A flurry of claims about an EU-wide ban on anonymous crypto wallets and transactions has been debunked by industry expert Patrick Hansen. In a lengthy thread on the X social media network, Hansen has explained what the EU’s Anti Money Laundering Regulation (AMLR) actually entails for the industry.
Understanding the AMLR’s reach
The AMLR, contrary to widespread belief, does not single out cryptocurrency regulations. Instead, it serves as a broad anti-money laundering and counter-terrorism financing (AML/CFT) framework applicable to a range of institutions deemed “obliged entities” (OEs).
These entities span financial sectors, including crypto-asset service providers (CASPs). They also extend to non-financial institutions prone to AML/CFT risks (such as sports clubs and gambling services).
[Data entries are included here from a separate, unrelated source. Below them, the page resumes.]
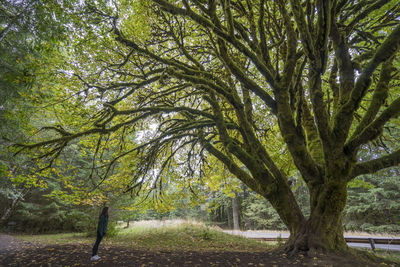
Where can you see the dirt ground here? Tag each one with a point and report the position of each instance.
(14, 252)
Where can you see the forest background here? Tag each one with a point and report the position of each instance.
(66, 196)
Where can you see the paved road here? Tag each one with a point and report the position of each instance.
(257, 234)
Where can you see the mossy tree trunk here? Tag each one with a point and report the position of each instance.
(323, 229)
(266, 88)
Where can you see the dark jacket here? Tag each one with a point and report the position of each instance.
(102, 226)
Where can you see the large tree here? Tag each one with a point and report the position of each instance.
(256, 84)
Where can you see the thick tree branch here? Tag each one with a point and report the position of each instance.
(376, 164)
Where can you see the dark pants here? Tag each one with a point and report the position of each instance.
(96, 245)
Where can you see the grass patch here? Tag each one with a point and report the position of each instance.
(182, 237)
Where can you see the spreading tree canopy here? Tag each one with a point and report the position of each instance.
(261, 86)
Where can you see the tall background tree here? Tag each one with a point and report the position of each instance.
(264, 87)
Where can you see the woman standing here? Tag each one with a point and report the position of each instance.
(101, 231)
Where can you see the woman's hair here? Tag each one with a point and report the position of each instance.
(104, 212)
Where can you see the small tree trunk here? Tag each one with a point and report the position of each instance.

Importantly, the regulation explicitly exempts providers of non-custodial wallets from its obligations.
Impact on anonymous transactions
A crucial aspect of the AMLR is its application to CASPs, including exchanges and brokers regulated under the Markets in Crypto-Assets (MiCA) framework. These providers are required to adhere to standard KYC/AML procedures, including customer due diligence (CDD).
This means the prohibition of anonymous accounts and services for users of custodial crypto businesses. Additionally, CASPs are barred from offering accounts for privacy coins, a practice already commonplace in the global crypto exchange landscape due to existing AML rules.
Nothing new?
Despite Hansen’s criticisms of certain AMLR provisions, the regulation, as he points out, largely reaffirms existing AML/CFT rules for CASPs and OEs.
It has not introduced radically new restrictions on self-custody payments, wallets, or peer-to-peer transfers.
According to Hansen, the regulation poses an “extremely limited” impact on the crypto sector within the EU.